Most attendees at the meeting Tuesday night were employees of the Hay River Health and Social Services Authority and were concerned, saying there were many unanswered questions regarding Bill 44: An Act to Amend the Hospital Insurance and Health and Social Administration Act.

“People aren’t eager to jump into something when we don’t know what’s on the other side for us,” said Heather Coakwell, the Union of Northern Workers’ representative for the authority.

She and others listed concerns over the need to provide more services to surrounding communities and the possibility of having to do so without additional resources, questions over pensions and seniority, as well as other problems stemming from the fact that unlike every other authority in the NWT, Hay River authority employees are not also employees of the GNWT.

“I know everyone here wants the best for our patients and the community,” Coakwell said.

More than anything, Coakwell asked that authority employees be directly involved in the conversation moving forward, as opposed to through union bosses in Yellowknife as has recently been the case. She called for Hay Riverites to be included in negotiations and an end to “third-hand” information.

“We would like to be a part of it,” she said. “These are our people, and we need to know.”

Others were worried the GNWT would proceed, eventually passing the proposed legislation, whether or not Hay River gets on board.

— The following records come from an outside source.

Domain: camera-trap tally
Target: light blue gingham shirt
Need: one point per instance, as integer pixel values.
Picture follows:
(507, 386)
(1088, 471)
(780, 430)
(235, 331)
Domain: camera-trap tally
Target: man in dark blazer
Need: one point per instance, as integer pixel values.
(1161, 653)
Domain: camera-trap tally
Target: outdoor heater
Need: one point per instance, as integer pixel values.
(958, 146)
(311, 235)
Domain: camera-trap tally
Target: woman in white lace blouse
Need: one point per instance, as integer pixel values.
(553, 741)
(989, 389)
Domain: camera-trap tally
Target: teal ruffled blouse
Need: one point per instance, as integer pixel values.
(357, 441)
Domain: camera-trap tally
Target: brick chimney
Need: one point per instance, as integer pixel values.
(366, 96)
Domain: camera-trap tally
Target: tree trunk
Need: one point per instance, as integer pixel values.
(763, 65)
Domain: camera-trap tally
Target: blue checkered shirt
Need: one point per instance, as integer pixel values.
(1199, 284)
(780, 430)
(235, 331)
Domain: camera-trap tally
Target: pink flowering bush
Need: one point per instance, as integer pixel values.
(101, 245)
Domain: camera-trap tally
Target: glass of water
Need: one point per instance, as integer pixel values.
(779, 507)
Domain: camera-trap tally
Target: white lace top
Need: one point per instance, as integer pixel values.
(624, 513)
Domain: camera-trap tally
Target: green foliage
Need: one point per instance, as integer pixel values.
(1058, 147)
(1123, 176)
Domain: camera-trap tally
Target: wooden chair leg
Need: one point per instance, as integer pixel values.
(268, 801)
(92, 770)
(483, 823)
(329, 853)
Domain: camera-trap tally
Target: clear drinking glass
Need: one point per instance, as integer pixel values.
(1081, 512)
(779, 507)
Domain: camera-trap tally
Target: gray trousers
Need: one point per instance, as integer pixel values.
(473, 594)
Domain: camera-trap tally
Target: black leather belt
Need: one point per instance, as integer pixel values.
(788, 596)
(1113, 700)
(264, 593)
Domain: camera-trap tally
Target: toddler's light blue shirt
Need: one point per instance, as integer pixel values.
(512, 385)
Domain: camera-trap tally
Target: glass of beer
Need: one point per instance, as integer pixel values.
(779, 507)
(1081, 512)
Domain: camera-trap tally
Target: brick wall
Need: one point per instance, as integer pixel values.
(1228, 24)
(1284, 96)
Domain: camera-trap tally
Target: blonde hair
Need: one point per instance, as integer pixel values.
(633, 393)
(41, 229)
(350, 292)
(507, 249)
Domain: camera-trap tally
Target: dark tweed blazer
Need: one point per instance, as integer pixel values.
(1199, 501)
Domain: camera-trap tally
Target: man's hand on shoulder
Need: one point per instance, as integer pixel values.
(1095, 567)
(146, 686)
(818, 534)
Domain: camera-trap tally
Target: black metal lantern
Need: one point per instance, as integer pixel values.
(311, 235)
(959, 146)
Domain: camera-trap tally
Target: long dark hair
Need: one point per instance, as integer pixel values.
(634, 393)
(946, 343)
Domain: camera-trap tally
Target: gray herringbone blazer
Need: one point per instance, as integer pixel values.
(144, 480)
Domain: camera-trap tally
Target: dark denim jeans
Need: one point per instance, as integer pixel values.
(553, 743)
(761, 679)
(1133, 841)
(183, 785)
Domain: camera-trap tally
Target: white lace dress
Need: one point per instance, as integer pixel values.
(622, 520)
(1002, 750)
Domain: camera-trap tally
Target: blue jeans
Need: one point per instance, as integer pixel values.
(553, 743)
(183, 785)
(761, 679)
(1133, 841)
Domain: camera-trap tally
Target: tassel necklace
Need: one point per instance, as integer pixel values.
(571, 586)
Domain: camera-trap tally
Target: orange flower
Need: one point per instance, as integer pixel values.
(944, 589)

“Let’s say this happens, and you could be voting on it in the next few months, and Hay River isn’t a part of it at that point, how do we have a seat at the table?” asked Wally Schumann. “There need to be provisions for Hay River to have input.”

Members of the committee chaired by Inuvik Boot Lake MLA Alfred Moses assured those in attendance that the bill, even if passed, had no hard deadline set for implementation. Hay River South MLA Jane Groenewegen agreed, but did say there were currently too many questions left unanswered.

“We may have been remiss in our just taking these ‘I don’t know’ answers,” she said. “We’ve maybe had blind faith that things will work out for the best.”